Jalousies de femme et complicités coupables
Le roman plante d'entrée le décor à Yaoundé : Yaoundé d'hier, Yaoundé d'aujourd'hui. Décor de l'espace scénique où vont prester les principaux acteurs : Laetitia, d'origine béti, est pharmacienne ; André, avocat d'affaires, se réclame du pays bamiléké. Le coup de foudre et le coup de coeur partagés et conclus entre eux lors d'un inoubliable voyage en avion entre Paris et Douala a tourné au désarroi et est devenu repoussant pour l'épouse. André est devenu inconstant, déconcertant et insaisissable dans son foyer ; ses foucades à répétition intriguent son épouse et suscitent en elle de noires interrogations. Au point que, lasse, désabusée et impuissante, elle en veut à la fois et de manière globale à l'homme et à la femme. À la femme surtout. Complice égoïste, selon elle, des souffrances multiformes de sa congénère du fait des égarements pluridimensionnels de l'homme.

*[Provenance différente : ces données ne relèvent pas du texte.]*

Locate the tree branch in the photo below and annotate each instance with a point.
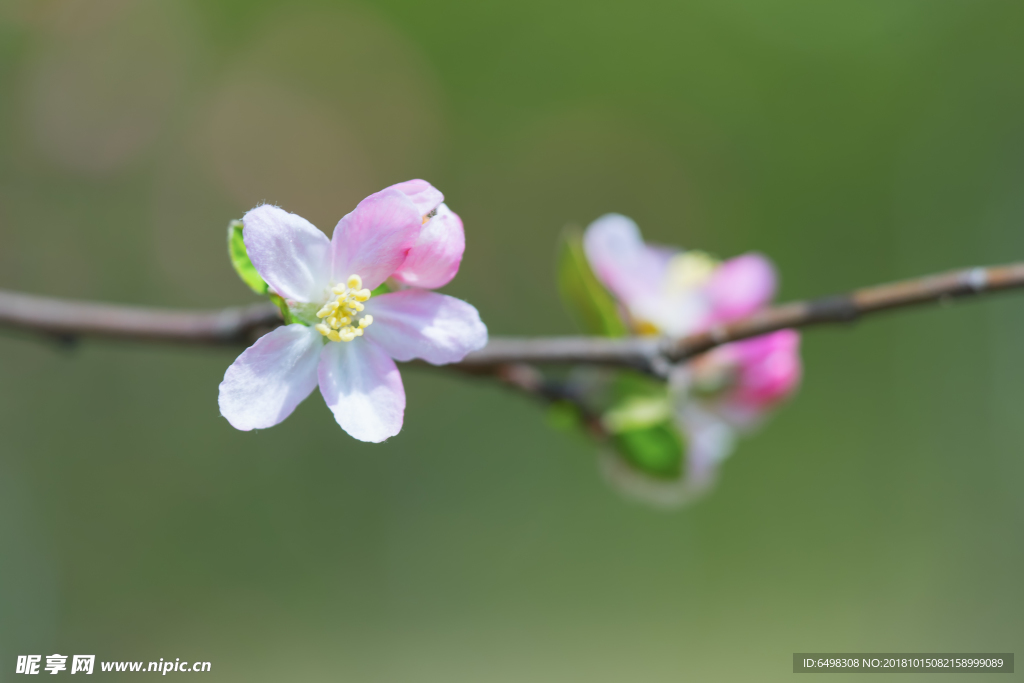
(242, 325)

L'auteur, qui est crédité avoir dévolu sa fertile plume au service de la défense de la femme, soutient mordicus et avec chaleur que « tant qu'il y aura des hommes, il y aura des femmes ». Sans cependant manquer de souligner dans le même souffle, avec force et conviction, que « la femme est l'avenir de la femme », dans la poursuite résolument volontariste d'un bonheur de complémentarité aux côtés de l'homme.